Primary anchor: ISIN. Reasonably stable per security; changes on major events (so an ISIN change is itself a signal). Steps:

  1. Listing intervals. From per-symbol price history, derive each (exchange,ticker)'s [first_seen, last_seen] and detect internal trading gaps > G days.
  2. Entity linking (same security).
    • Same ISIN across different (exchange,ticker) with overlapping/adjacent intervals → same entity_id (ticker change or cross-listing).
    • No ISIN: fall back to (normalized name + domicile + currency + adjacent interval) match, with a confidence score.
  3. Reuse splitting (different securities).
    • Same (exchange,ticker) with a trading gap and a different ISIN after the gap → two entity_ids. Never bridge a delist→relist gap that changes ISIN.
  4. Cross-listing & primary. Multiple concurrent listings under one entity → mark primary_listing by home domicile, then liquidity (median dollar volume). Cross-sectional sorts use the primary line only.
  5. Company grouping. Link share classes / multiple entities of one issuer into company_id via issuer name + domicile + (where available) corporate structure / shared ISIN prefix.
  6. Confidence & provenance. Every link stores match_method (isin | name_interval | manual) and a confidence in [0,1]. Low-confidence links are reported, never silently trusted.

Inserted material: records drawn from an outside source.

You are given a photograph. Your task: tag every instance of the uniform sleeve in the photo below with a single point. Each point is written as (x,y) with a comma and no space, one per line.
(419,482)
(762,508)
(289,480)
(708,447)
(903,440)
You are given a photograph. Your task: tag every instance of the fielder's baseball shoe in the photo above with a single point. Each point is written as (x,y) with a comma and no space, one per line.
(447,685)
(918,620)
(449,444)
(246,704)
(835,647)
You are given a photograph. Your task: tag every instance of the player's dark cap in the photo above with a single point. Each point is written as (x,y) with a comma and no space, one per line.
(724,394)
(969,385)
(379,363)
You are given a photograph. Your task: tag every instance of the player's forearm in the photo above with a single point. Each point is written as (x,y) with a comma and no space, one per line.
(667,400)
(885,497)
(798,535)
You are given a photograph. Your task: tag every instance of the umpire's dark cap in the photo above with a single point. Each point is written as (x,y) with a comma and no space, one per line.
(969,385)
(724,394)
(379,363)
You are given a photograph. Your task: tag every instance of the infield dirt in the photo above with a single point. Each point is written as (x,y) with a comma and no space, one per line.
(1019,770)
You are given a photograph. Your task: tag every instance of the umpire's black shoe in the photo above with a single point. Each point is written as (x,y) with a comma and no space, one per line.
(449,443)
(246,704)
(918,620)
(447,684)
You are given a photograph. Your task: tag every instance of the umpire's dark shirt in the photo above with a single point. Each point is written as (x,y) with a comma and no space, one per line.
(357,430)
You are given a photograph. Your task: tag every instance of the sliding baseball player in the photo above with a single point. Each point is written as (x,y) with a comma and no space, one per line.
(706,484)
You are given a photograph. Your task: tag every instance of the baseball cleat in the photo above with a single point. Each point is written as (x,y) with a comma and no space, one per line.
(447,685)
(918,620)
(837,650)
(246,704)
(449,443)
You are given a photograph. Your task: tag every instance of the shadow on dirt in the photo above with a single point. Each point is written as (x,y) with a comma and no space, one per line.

4. Edge cases explicitly handled

  • Delist → bankruptcy → ticker reused years later (T1): gap + ISIN change ⇒ split. Old entity gets a Shumway delisting return; new entity starts fresh.
  • Reverse merger / shell reuse: ISIN change ⇒ new entity even if ticker persists.
  • Redomiciliation (e.g., ticker stays, ISIN country prefix changes): same company_id, potentially new entity_id; documented.
  • Pre-2000 / EM without ISIN: name+interval heuristics, flagged low-confidence, excluded from strict views unless validated.

5. Validation (in audit/benchmarks.py)

  • Anchor cases resolve correctly: GM reuse → ≥2 entities; FB↔META → 1 entity; GOOGL/GOOG → 2 entities / 1 company; a known cross-listing → 1 entity / N listings.
  • No entity spans an ISIN change without an explicit corporate-action link.
  • No (exchange,ticker) maps to >1 entity at the same date.
  • Report: counts of entities, multi-listing entities, reuse-splits, and low-confidence links (transparency, not perfection).

6. Honest limitations

This is the best achievable PERMNO-analogue from EODHD, not CRSP. We lack CRSP's curated, point-in-time CUSIP history. Where ISIN is missing or corporate actions are undocumented, linkage is heuristic and flagged. The build's coverage report quantifies the unresolved share after the build. The value is that identity is explicitly modeled, confidence-scored, and verifiable — not silently assumed by a ticker string.